Her life has been touched by stark tragedy (the death of her lover, actor John Cazale, of bone cancer in 1978) and great joy (her marriage to sculptor Don Gummer and the birth of their son in 1979). She is, like all of us, the sum of her past experiences. But she remains, to a degree, inscrutable. “I think all of us are. Even our analysts don’t know who we are.”
She doesn’t mind telling us, “I am not self-confident – as people assume I am. I am filled with insecurities.” And she carries a bag of fear.
Returning to the subject of the superlatives that are being heaped upon her, she says, “I can’t take any pleasure in it. I feel very paranoid about it. When I think of what the press did to a marvelous man like John Travolta. They raved about him in ‘Saturday Night Fever,’ then tore him apart when he made his next movie. And I must tell you I have this terrible fear they’re sharpening their knives for me now.”
She has certainly not gone out of her way to become the media’s darling. And being singled out for the attention she’s receiving makes her fear, “It will damage the way I walk into a rehearsal hall. An actor is only as effective as what he or she gets and gives from other actors. It is a collaborative effort.”
Director Karel Reisz reveals that Meryl’s reputation did cause some trepidations on the part of her “French Lieutenant’s Woman” co-star Jeremy Irons when production on the picture first began. “But within a week she managed to get it out of the way. She is an ensemble performer. She doesn’t behave like a star.”
And Irons, the English actor who makes her big-screen debut as the 19th century aristocrat who is obsessed with love for the French Lieutenant’s woman, describes Meryl as “strong, opinionated – and nearly always right. She gnaws at a problem until she finds its solution.”
Filming the movie in England was good for her, he says, because, “Unlike America, stars are not to be revered over there. We don’t have the machinery to produce them ourselves – so we hold them a little in suspect. And while she was there, she could go shopping and not be mobbed, and not have to worry about security and all that.”
Security – for herself and her family – does preoccupy Meryl over here. It’s one of the prices she finds she has to pay for stardom And she doesn’t like it. Stardom, she’s also finding, means “having to change your phone number every five minutes, it seems, and having people look at you differently.”

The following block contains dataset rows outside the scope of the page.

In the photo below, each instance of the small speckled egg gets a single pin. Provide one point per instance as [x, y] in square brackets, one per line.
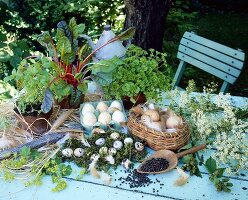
[114, 135]
[94, 157]
[118, 116]
[126, 163]
[100, 142]
[118, 144]
[68, 152]
[89, 119]
[103, 150]
[139, 146]
[104, 118]
[101, 106]
[128, 141]
[110, 159]
[78, 152]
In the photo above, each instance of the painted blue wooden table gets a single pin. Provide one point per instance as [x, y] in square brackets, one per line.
[162, 186]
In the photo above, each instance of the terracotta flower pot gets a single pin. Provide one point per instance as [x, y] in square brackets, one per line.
[35, 122]
[139, 99]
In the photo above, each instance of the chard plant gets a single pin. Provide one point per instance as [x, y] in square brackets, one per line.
[63, 72]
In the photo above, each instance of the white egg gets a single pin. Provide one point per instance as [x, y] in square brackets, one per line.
[114, 135]
[101, 106]
[110, 159]
[78, 152]
[89, 119]
[128, 141]
[94, 157]
[104, 118]
[118, 116]
[112, 151]
[118, 145]
[139, 146]
[88, 108]
[103, 150]
[100, 142]
[173, 122]
[116, 104]
[67, 152]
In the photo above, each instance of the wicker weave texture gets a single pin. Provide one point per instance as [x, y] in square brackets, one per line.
[159, 140]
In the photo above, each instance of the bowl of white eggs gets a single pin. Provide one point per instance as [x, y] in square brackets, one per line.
[103, 114]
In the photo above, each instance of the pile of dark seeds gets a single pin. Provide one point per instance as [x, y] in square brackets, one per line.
[155, 165]
[135, 179]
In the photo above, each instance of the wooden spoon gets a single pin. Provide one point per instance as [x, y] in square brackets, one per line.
[170, 156]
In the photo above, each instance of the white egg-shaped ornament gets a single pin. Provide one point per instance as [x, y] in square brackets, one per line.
[88, 108]
[110, 159]
[173, 122]
[103, 150]
[128, 141]
[100, 142]
[104, 118]
[78, 152]
[139, 146]
[126, 163]
[111, 110]
[101, 106]
[116, 104]
[67, 152]
[94, 157]
[89, 119]
[112, 151]
[118, 116]
[114, 135]
[118, 144]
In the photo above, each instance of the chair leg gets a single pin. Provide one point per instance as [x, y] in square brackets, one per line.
[225, 87]
[178, 74]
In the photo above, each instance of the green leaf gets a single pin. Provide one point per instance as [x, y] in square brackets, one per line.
[127, 34]
[73, 28]
[219, 172]
[44, 38]
[63, 25]
[64, 46]
[81, 28]
[211, 165]
[47, 102]
[25, 151]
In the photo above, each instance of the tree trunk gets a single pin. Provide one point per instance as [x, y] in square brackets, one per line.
[148, 17]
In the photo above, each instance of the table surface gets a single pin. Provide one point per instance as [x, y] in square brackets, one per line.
[162, 187]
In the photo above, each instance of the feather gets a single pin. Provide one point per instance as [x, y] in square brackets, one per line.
[183, 177]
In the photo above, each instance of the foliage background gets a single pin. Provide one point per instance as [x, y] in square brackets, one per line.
[223, 21]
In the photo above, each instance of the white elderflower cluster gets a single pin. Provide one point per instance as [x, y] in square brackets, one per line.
[215, 121]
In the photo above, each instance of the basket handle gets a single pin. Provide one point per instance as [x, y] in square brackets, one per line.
[192, 150]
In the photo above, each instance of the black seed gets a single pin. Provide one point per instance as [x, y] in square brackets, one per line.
[155, 165]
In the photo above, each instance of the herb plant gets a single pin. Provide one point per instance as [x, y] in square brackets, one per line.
[139, 72]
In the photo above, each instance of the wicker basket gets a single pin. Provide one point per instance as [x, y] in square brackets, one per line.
[159, 140]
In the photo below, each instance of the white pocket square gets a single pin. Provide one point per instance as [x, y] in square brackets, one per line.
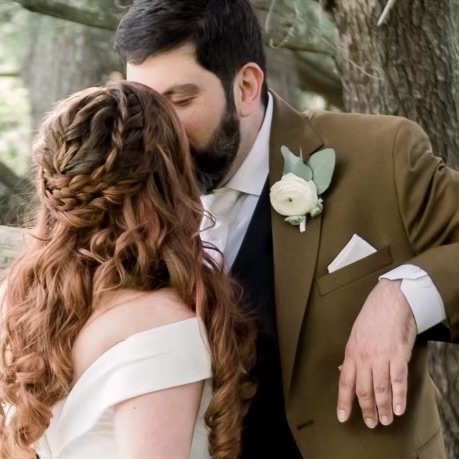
[355, 249]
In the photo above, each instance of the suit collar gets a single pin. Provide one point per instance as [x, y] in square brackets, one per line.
[295, 253]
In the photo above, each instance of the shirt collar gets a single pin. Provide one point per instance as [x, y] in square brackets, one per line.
[251, 176]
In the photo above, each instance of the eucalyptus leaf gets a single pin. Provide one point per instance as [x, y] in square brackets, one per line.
[322, 164]
[295, 164]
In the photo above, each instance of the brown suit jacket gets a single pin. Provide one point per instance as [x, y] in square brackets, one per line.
[389, 189]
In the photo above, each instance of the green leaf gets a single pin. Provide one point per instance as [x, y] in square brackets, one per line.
[295, 164]
[322, 164]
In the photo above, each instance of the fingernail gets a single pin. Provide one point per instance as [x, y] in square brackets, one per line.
[371, 423]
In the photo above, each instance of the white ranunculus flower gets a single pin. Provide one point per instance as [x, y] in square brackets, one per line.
[293, 196]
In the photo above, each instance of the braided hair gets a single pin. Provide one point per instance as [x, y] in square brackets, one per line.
[118, 207]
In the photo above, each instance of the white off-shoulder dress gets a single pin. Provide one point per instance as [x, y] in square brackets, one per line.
[156, 359]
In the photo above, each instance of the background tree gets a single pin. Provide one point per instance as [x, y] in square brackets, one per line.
[402, 58]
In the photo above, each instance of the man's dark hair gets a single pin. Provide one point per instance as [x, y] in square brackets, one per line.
[225, 33]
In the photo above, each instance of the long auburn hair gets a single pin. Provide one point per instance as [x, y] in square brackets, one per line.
[118, 207]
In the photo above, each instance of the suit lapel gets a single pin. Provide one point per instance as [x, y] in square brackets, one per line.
[295, 253]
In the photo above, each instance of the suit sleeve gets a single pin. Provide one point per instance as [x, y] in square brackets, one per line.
[428, 196]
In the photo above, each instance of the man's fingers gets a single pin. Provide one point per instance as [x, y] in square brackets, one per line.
[399, 381]
[346, 391]
[383, 393]
[364, 391]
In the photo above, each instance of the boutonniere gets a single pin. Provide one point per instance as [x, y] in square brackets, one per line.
[297, 194]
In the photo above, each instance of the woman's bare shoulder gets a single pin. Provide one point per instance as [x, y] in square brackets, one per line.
[121, 315]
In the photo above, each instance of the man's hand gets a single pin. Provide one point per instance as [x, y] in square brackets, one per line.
[376, 358]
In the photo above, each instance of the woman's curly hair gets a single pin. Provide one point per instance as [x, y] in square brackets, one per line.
[118, 207]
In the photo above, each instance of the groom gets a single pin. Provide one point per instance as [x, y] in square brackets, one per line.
[342, 306]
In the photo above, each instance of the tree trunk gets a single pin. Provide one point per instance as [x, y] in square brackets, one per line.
[409, 66]
[65, 58]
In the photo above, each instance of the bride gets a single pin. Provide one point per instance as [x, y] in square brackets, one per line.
[120, 337]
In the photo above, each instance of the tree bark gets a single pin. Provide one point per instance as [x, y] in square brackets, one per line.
[409, 66]
[93, 17]
[66, 57]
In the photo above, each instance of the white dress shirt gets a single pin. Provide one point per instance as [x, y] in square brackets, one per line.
[233, 206]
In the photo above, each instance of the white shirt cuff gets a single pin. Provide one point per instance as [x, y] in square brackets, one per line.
[422, 295]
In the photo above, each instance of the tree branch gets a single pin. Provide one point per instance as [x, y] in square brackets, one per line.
[59, 9]
[319, 78]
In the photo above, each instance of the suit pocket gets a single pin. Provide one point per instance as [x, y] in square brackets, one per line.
[355, 271]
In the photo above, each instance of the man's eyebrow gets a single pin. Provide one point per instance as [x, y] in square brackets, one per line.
[187, 88]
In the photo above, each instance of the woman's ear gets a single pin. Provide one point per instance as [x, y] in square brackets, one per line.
[248, 87]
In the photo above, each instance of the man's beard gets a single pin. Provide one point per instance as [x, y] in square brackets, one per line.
[214, 161]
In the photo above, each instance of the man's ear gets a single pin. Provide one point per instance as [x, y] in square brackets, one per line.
[248, 86]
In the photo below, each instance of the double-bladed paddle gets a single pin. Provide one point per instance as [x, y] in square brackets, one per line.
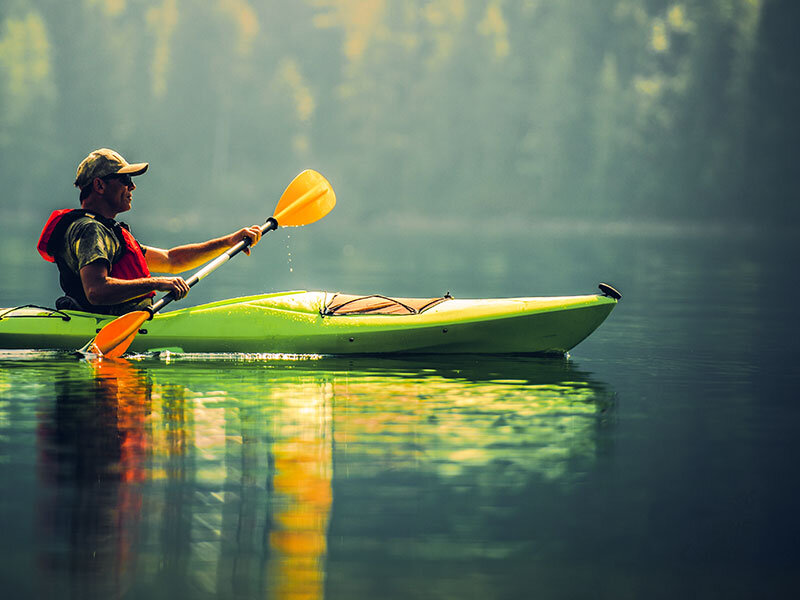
[308, 198]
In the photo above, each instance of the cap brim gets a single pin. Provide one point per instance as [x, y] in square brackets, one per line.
[135, 169]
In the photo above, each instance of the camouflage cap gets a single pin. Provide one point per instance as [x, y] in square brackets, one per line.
[104, 162]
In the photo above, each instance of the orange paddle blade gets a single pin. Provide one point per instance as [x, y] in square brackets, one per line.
[307, 199]
[114, 338]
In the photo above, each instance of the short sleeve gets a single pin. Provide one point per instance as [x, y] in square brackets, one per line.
[88, 241]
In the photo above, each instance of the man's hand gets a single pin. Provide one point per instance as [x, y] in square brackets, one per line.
[253, 232]
[176, 285]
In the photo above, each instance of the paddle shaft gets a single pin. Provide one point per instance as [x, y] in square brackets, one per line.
[271, 224]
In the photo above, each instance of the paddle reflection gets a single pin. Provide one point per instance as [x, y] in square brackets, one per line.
[219, 476]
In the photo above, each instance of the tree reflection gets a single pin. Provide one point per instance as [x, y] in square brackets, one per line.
[219, 476]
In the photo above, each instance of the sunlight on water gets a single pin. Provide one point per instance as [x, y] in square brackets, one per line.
[212, 470]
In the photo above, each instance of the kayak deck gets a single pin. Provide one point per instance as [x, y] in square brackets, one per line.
[294, 323]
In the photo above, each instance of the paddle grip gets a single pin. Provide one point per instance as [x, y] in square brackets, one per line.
[270, 225]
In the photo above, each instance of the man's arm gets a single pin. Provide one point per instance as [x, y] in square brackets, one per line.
[100, 289]
[190, 256]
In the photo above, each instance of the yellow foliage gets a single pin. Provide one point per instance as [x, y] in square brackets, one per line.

Her ability to adapt speech patterns and mannerisms for her various characterizations was born, she says, of her talent for mimicry. “I would observe people on the street and imitate them But I can’t do that any longer. You can’t watch someone who is watching you, and that is what happens when you become famous.”
If fame causes her anxiety, her love her craft seems to make it all worthwhile – and more.
“It is fun, it is fakery,” she says with an easy smile. “It is very liberating to be an actress. And probably the only thing I could ever do, because I get bored very easily. I have a very short attention span. I have never been in a long run of a play and would probably die if I were. Film acting is the perfect profession for me.”
Even if it has brought with it the pressures she abhors.